Thursday, 12:30pm
24 July 2014
Learning from L’Automàtica
East London students attend a letterpress workshop with the Barcelona printing collective
The University of East London discarded its letterpress equipment years ago, like many UK-based higher education institutions, in favour of digital technology, writes Stephen Barrett.
And while UEL staff attempt to engage students with the physicality of letterforms by introducing them to drawing and various craft exercises (many of which have been passed down through the teaching of Catherine Dixon), such tasks can be limited by the level of achievable finish.
In April 2014, with the aim of bridging the gap between typographic theory and practice through hands-on design and production, a group of seven UEL students, with myself and fellow lecturer Andrew Osman, travelled to Barcelona to participate in a week-long letterpress workshop led by Barcelona-based design and printing collective L’Automàtica.
A letterpress workshop was an ideal way to provide students with the chance to design and print work with high-end production values while also learning about typography through hands-on experience.
Prior to the workshop, the participants choose a text to use in their designs. Emphasis was placed on the value of the words being communicated, with the intention of encouraging students to focus on meaning rather than to detract from it. L’Automàtica’s Ariadna Serrahima talked about this as being at the core of the collective’s principles: ‘We feel that it is important to have a personal relationship with the material, it takes a lot of time and effort to compose and print with letterpress so it is important to communicate something that has meaning, you have to think “what is the reason to print this”, “what is my position as a designer”, in today’s world the internet makes it easy to publish anything, yet historically printing has been a powerful mode of communication – print can be a weapon.’
The trip was partly funded by UEL’s Going Global bursary scheme which helps fund study-related trips overseas. The group of seven students included Sonia Ahmed, Jay Cook, Temidayo Kolawole, Hansa Panchani, Matthew Phillips, Sam Strudwick and Toby Way.

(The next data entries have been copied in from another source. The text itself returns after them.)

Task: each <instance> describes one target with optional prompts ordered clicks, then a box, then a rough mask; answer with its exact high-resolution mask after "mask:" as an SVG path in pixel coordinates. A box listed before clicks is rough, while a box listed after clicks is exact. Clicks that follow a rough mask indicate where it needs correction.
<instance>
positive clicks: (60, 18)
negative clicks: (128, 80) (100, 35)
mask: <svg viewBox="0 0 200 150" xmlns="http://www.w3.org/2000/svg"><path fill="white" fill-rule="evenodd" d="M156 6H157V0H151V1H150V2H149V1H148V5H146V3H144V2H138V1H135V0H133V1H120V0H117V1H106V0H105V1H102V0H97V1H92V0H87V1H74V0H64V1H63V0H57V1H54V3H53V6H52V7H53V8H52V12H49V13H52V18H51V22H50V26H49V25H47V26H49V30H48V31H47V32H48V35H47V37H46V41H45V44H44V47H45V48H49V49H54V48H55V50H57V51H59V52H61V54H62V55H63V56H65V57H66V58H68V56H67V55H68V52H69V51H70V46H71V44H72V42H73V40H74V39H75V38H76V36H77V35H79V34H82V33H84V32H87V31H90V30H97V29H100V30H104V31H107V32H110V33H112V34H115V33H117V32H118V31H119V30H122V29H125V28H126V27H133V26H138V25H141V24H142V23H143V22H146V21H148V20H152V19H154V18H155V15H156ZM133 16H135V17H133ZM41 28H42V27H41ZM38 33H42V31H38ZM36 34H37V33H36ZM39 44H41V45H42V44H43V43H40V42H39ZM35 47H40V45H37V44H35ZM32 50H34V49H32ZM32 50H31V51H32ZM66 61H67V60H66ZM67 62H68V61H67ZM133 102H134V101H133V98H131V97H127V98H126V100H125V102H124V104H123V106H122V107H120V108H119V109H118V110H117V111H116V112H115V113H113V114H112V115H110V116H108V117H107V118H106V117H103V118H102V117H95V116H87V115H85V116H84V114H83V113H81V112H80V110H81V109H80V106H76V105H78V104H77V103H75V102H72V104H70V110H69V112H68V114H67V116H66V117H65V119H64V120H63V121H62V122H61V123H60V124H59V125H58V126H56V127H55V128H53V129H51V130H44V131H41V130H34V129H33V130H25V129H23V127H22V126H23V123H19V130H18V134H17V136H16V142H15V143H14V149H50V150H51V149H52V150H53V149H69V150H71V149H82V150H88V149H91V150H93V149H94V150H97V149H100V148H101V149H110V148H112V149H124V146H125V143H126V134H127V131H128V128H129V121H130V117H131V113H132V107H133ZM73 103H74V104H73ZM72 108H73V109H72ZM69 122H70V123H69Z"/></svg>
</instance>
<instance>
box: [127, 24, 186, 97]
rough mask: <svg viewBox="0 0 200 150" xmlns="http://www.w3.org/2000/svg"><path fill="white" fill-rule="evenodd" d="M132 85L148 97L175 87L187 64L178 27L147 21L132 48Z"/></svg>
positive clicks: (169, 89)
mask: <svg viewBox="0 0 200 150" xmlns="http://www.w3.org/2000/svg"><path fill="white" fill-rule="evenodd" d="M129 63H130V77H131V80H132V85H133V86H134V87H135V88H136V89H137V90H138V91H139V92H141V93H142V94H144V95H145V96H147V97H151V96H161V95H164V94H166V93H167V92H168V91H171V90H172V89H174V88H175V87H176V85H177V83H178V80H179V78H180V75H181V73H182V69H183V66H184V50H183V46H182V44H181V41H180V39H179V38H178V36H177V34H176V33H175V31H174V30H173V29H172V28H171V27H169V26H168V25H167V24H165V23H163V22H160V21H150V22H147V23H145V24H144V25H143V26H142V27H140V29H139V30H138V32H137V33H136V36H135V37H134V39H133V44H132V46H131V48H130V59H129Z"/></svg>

Constraints are a key factor when working with letterpress, the decisions a designer can make are reduced to a set of variables defined by the system. Choice of typeface and size are also limited to what is available in the printshop, which is at odds with the often overwhelming task of choosing a typeface from the thousands potentially available on the computer. These restrictions extend to the whole system of letterpress, which, unlike the infinite elasticity provided by digital typesetting, forces the student to make clear and distinct decisions.
The time-consuming nature of composing metal type necessitates some planning. These sketches and annotations become physical traces of the students’ design process and thinking, which can prove to be invaluable learning tools.
Composed type and spacing material for Matthew Phillips’ design using text from The Waste Land by T. S. Eliot.
An understanding of manual typesetting extends to the non-printed area. Leading, kerning, letter- and word-spacing and alignment are all physical – the student must build up the spaces as well as the characters in order to print and therefore must make decisions on all of these factors – there are no automated settings to rely on.
L’Automàtica’s printshop in Barcelona.
This physicality extends to every aspect of the production: cutting and folding paper, mixing pantone inks, die-cutting and binding. The student is not distanced from the materials and production processes via the window of the computer screen but must engage with them, understand their properties, and in time know how to manipulate them to his / her advantage.
UEL Typography tutor Andrew Osman composing his piece. The workshop allowed staff and students to learn together – we were all novices.
L’Automàtica’s building is without computers or internet access, so the distractions that the Web provides have been removed. With no Facebook or design blogs to consult, the student is forced to solve the design problems there and then, with what they have available: the tools and their own mind. Serrahima described this as being key to the experience of L’Automàtica, especially when working on personal projects: ‘you are able to close yourself off from the outside world, and make a pure reflection on the activity of composing and designing the text, the process becomes about the best way to structure these particular words, you understand and appreciate every bit of space.’
With student workshops providing vital funding for maintaining the printshop, L’Automàtica will continue to conduct workshops with groups of students from all over the world. As such the collective are able to pass on their knowledge of these techniques and processes to future generations. One could argue that letterpress is perhaps a luxury and not vital to the study of typography, but it provides us with a form by which we can explore and understand the subject and its origins, a process that we can see and smell and touch. It is something to hold on to.
With two members of L’Automatica, Ariadna Serrahima and Marc Torrent, and printer / instructor Ferrán Fandos, the workshop culminated in a communal publication.
Designs by Sam Strudwick and Jay Cook printed together on the same sheet before trimming.